Salt on the wound
“Now now, you may have been swept by the team of George W. Bush, but look on the bright side. You can achieve revenge against the Cleveland Indians of Drew Carey!” ~My friend Jeb, a Pitt fan.
Looks like we, the warrior fans, aren’t the only ones losing our patience.
“We were losing and I wanted to win,” Salty tells the Boston Globe.
You know what? I’m encouraged.
Thank you, Salty, for the acknowledgement of a crappy weekend.
Some people (John Lackey, John Lackey, ahem for-the-love-of-fisk JOHN LACKEY) have some problems acknowledging blatant failure.
It’s always going to be Tek in my heart of hearts, but I’ll try to make at least a little room in my aorta for you, Salty.
Oh… wait a minute…
“I don’t think anyone regrets any pitch they threw,” he goes on to say, “I don’t regret any pitch I called.”
You don’t regret any of those pitches? Any of them? Any of… say… JOHN LACKEY’s pitches?
“With a veteran team, we all know what we can do,” he said. “We’re going to play our game and pitch our game.”
Seems to me even a VETERAN team needs to roll with the punches. Something doesn’t work, change it up.
And, this weekend, SOMETHING didn’t work.
Eh, JOHN LACKEY?
“I think we’re all frustrated — we got outplayed,” Pedroia said. “It’s not for lack of talent on our team. We got outpitched, we got outhit, they played better defense than us — they kicked our (butt), that’s it. We better show up and play better whenever we play again than the way we’ve been playing.”

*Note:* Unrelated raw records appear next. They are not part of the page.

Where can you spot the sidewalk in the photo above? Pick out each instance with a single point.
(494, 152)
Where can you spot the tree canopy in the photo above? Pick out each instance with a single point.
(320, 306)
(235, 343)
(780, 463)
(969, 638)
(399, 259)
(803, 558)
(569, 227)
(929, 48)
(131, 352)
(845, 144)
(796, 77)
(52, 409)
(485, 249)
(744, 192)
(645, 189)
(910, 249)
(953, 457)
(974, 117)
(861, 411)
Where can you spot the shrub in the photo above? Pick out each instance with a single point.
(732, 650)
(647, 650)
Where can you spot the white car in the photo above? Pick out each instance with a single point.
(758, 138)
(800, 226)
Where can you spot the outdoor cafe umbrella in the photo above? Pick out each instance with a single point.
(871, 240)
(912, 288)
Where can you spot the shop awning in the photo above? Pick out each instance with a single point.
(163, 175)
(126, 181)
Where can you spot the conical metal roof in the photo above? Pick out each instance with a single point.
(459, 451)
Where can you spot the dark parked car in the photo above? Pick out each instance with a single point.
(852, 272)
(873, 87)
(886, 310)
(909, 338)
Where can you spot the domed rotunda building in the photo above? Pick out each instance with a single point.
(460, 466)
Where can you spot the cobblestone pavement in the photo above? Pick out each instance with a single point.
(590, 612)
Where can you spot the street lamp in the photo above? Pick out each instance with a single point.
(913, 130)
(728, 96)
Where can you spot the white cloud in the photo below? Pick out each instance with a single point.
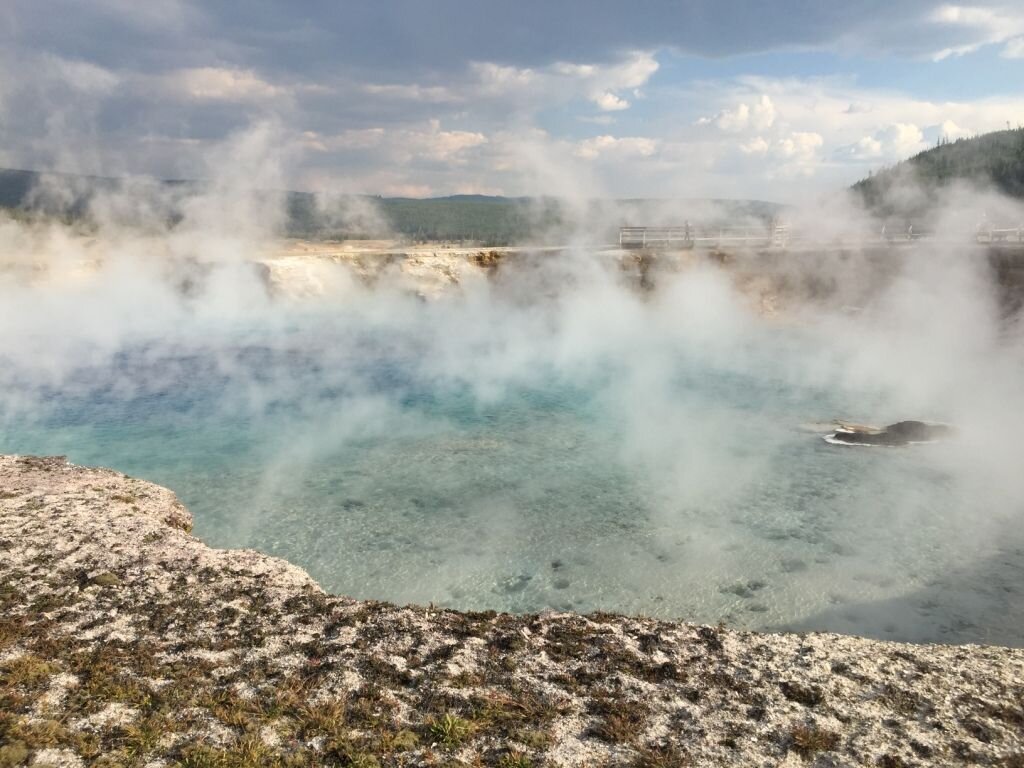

Pedroia the Destroia, ladies and gentleman. Wise words. “Play better… than the way we’ve been playing.”
That’s the spirit.
Could you guys print out that quote and paste it to your lockers? Great. If you can’t find any paste, I’m sure Jacoby’s hair gel will do the trick.
How are your fantasy baseball teams working out?
How about now?
I can’t help you. You are heartless.